From Discover:

Razib Khan asks:
But follow the gradient from El Paso to the Illinois-Missouri border. The differences are small across state lines, but the consistent differences along the borders really don’t make. Are there state-level policies or regulations causing this? Or, are there state-level differences in measurement? This weird pattern shows up in other CDC data I’ve seen.
Turns out that CDC isn’t providing data, they’re providing model. Frank Howland answered:
I suspect the answer has to do with the manner in which the county estimates are produced. I went to the original data source, the CDC, and then to the relevant FAQ.
There they say that the diabetes prevalence estimates come from the “CDC’s Behavioral Risk Factor Surveillance System (BRFSS) and data from the U.S. Census Bureau’s Population Estimates Program. The BRFSS is an ongoing, monthly, state-based telephone survey of the adult population. The survey provides state-specific information”
So the CDC then uses a complicated statistical procedure (“indirect model-dependent estimates” using Bayesian techniques and multilevel Poisson regression models) to go from state to county prevalence estimates. My hunch is that the state level averages thereby affect the county estimates. The FAQ in fact says “State is included as a county-level covariate.”

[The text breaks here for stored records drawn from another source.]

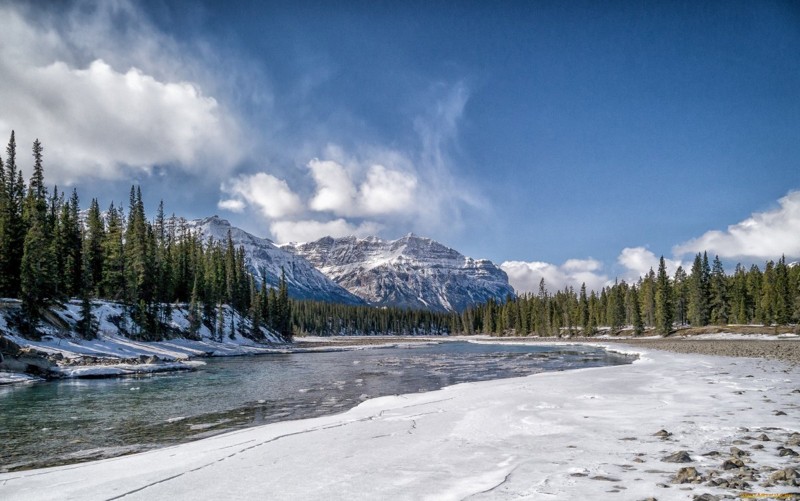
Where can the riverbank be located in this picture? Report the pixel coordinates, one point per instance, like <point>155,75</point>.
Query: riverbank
<point>610,433</point>
<point>115,350</point>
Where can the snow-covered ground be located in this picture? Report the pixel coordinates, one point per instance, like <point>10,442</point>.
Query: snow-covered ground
<point>585,434</point>
<point>112,353</point>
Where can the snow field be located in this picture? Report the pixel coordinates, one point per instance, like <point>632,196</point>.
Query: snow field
<point>582,434</point>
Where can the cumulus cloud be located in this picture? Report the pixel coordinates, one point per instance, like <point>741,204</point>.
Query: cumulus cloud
<point>640,260</point>
<point>763,235</point>
<point>383,191</point>
<point>309,230</point>
<point>525,276</point>
<point>270,195</point>
<point>100,118</point>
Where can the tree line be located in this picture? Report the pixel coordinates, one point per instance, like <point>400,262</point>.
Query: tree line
<point>706,295</point>
<point>51,252</point>
<point>319,318</point>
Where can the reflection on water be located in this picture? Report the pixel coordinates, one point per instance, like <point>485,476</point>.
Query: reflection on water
<point>76,420</point>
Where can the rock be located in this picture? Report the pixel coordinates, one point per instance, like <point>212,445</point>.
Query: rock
<point>686,475</point>
<point>737,452</point>
<point>605,478</point>
<point>784,475</point>
<point>732,464</point>
<point>678,457</point>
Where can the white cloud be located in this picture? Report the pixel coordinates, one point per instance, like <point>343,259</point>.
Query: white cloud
<point>335,190</point>
<point>233,205</point>
<point>270,195</point>
<point>764,235</point>
<point>387,191</point>
<point>306,231</point>
<point>99,118</point>
<point>382,191</point>
<point>639,260</point>
<point>525,276</point>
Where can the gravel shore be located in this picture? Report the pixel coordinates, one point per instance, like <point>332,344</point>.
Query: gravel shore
<point>785,350</point>
<point>788,351</point>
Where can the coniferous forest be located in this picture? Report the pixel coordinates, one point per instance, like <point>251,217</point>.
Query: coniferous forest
<point>657,302</point>
<point>50,252</point>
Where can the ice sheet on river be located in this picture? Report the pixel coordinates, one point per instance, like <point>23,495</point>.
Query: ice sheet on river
<point>584,434</point>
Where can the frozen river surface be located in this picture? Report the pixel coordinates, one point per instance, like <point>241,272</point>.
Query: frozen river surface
<point>76,420</point>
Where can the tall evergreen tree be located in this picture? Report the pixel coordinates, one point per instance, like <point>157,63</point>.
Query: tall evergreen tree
<point>14,231</point>
<point>719,307</point>
<point>664,306</point>
<point>699,291</point>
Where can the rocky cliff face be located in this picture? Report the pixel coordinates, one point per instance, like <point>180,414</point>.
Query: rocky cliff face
<point>264,257</point>
<point>412,272</point>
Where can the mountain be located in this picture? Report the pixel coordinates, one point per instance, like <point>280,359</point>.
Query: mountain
<point>261,255</point>
<point>411,272</point>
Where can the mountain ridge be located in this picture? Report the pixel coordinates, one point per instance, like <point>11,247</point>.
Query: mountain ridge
<point>411,271</point>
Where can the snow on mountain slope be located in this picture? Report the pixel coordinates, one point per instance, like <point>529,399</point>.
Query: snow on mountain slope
<point>263,256</point>
<point>411,272</point>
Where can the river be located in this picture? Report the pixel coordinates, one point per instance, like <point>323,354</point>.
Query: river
<point>69,421</point>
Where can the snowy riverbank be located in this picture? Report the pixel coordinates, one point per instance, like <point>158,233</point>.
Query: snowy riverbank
<point>587,434</point>
<point>62,353</point>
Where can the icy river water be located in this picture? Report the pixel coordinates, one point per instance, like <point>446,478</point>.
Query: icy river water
<point>69,421</point>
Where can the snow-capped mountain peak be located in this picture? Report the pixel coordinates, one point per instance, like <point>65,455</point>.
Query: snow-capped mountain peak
<point>262,256</point>
<point>412,271</point>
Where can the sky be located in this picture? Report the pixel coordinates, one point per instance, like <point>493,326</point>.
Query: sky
<point>571,141</point>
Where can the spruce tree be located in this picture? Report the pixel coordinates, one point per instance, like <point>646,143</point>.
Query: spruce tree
<point>36,274</point>
<point>719,312</point>
<point>14,231</point>
<point>636,316</point>
<point>664,306</point>
<point>93,248</point>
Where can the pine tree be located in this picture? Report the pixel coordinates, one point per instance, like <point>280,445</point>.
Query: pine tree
<point>87,324</point>
<point>664,306</point>
<point>36,274</point>
<point>680,288</point>
<point>14,231</point>
<point>583,301</point>
<point>719,311</point>
<point>93,248</point>
<point>635,314</point>
<point>699,291</point>
<point>113,283</point>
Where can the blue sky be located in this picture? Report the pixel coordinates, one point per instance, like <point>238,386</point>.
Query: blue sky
<point>573,141</point>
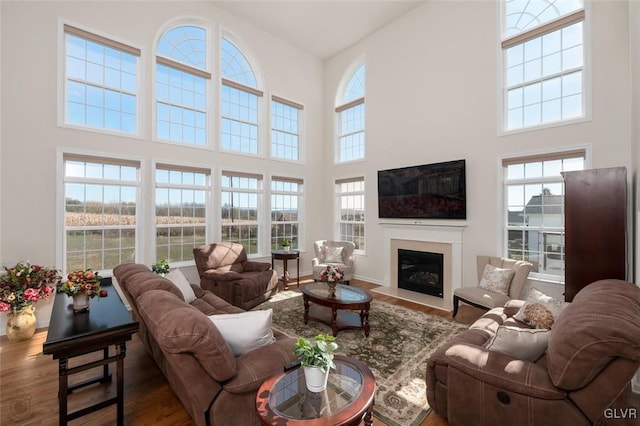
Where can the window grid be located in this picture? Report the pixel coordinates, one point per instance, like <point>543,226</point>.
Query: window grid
<point>543,74</point>
<point>240,210</point>
<point>181,215</point>
<point>286,197</point>
<point>101,86</point>
<point>100,214</point>
<point>239,120</point>
<point>285,133</point>
<point>181,111</point>
<point>351,212</point>
<point>534,207</point>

I’d prefer to have real data, not a model. I’d do the model myself, thank you. Data itself is tricky enough, as J. Stamp said.
While not providing the data from which they base their results, IHME in Seattle has a better data set of estimates of diabetes prevalence here.
CDC provides both raw data and model. You can get the BRFSS data from CDC, http://www.cdc.gov/brfss/technical_infodata/surve…
Andrew and I once published a paper about decision analysis, applied to home radon measurements and remediation, that had a map of indoor radon concentrations that showed similar discontinuities across state boundaries (Utah and South Carolina, for those of you keeping score at home). The data were collected using separate surveys in each state, and there were some minor differences in the protocols used. On a continuous color or grayscale, the effect didn't look very big, but when we used discrete colors for different ranges (to facilitate printed reproduction) the discontinuities were obvious. We said "Apparent discontinuities across the boundaries of Utah and South Carolina arise from irregularities in the radon measurements from the radon
surveys conducted by those states…" and left it at that. Whaddyagonnado?
Aleks:
I pretty much agree with you, but it's not always so easy to just provide the data. For example, raw disease rates vary by age, so you want age-adjusted values, otherwise you'll just see that people in Florida seem to get sick a lot. Sure, you can define something called "raw age-adjusted data" but that's model-based too.
Beyond this, I like model-based estimates: When they show a problem (as in the map above), that's a useful sign that the model can be improved.
This reminds me of an internet investigation I did into how herpes varies by nation. I was surprised to find out from a wesbsite that every country had about 20% infection percentage. It turns out the website seemed to be crudely multiplying each nation's population by .2 or something similar.
Interesting correspondences are apparent when you compare this CDC map with a map of U.S. federal and state Indian reservations. Of course, shapes differ, because the CDC map displays data within county boundaries.
This is it, as "Hopefully Anonymous" says information like this is not always exact and can change depending on variants, thats said, comparing a study on diabetes with herpes made me chuckle!